Who Is Portfolio Recovery Associates? Why Are They Calling Me?

122 CFPB complaints on record for Portfolio Recovery Associates, most commonly for attempts to collect debt not owed.

Portfolio Recovery Associates (PRA) doesn’t lend money — it buys old, charged-off debt from banks and card issuers for pennies on the dollar, then tries to collect the full balance itself. PRA is a subsidiary of Encore Capital Group, one of the two largest debt buyers in the U.S. (the other being Encore’s main competitor, Midland Credit Management/Resurgent). If PRA is contacting you, it almost always means your original lender — a credit card issuer, most commonly — sold your account after you stopped paying, and PRA is now the one trying to collect on it, not the company you originally borrowed from.

Will Portfolio Recovery Associates sue me?

PRA is one of the more litigation-heavy debt buyers in the industry — it files lawsuits over unpaid balances more readily than many collectors that rely mainly on calls and letters. That doesn’t mean a suit is guaranteed, but if PRA has been contacting you about a balance and communication has stopped, a filed lawsuit is a realistic next step, not a remote one. If you’ve already been served, see what to do after a lawsuit summons — the deadline to respond matters more than anything else at that stage, including whether you think the debt is legitimate.

Will they negotiate or settle?

Yes — like most debt buyers, PRA generally prefers a negotiated settlement over the time and cost of pursuing a judgment through court, especially pre-lawsuit or before a judgment is entered. What a realistic settlement looks like and what it costs you in credit score and tax terms is the same math regardless of which debt buyer holds your account — see how much debt settlement actually costs before agreeing to a number over the phone.

Can they actually prove they own my debt?

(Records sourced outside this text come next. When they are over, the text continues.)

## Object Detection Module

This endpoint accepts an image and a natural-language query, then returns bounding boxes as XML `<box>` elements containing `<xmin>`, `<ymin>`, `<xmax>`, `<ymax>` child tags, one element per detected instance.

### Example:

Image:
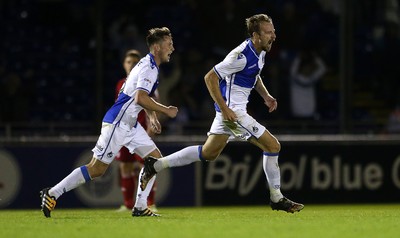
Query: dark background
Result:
<box><xmin>0</xmin><ymin>0</ymin><xmax>400</xmax><ymax>137</ymax></box>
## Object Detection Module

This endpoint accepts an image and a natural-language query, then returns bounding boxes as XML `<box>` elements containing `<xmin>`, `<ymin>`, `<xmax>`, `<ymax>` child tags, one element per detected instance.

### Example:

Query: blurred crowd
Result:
<box><xmin>0</xmin><ymin>0</ymin><xmax>400</xmax><ymax>134</ymax></box>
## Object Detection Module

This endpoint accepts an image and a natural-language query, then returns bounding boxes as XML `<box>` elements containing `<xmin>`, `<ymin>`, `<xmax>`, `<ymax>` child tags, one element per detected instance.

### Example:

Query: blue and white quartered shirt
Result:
<box><xmin>214</xmin><ymin>39</ymin><xmax>266</xmax><ymax>112</ymax></box>
<box><xmin>103</xmin><ymin>53</ymin><xmax>159</xmax><ymax>129</ymax></box>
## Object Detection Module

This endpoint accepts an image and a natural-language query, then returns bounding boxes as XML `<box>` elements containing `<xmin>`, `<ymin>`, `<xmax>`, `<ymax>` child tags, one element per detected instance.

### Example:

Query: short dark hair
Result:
<box><xmin>125</xmin><ymin>49</ymin><xmax>142</xmax><ymax>59</ymax></box>
<box><xmin>146</xmin><ymin>27</ymin><xmax>172</xmax><ymax>48</ymax></box>
<box><xmin>246</xmin><ymin>14</ymin><xmax>272</xmax><ymax>37</ymax></box>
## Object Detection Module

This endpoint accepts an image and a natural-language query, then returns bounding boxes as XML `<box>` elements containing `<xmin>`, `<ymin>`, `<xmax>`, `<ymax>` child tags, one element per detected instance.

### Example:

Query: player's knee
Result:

Because accounts often change hands more than once before reaching a buyer like PRA, being able to prove clean chain-of-title to your specific account — not just that they bought a portfolio of debt like yours — is a real legal requirement, and a common point of dispute if a case reaches court. This is worth raising if you’re sued, not something to assume away because the calls sound confident.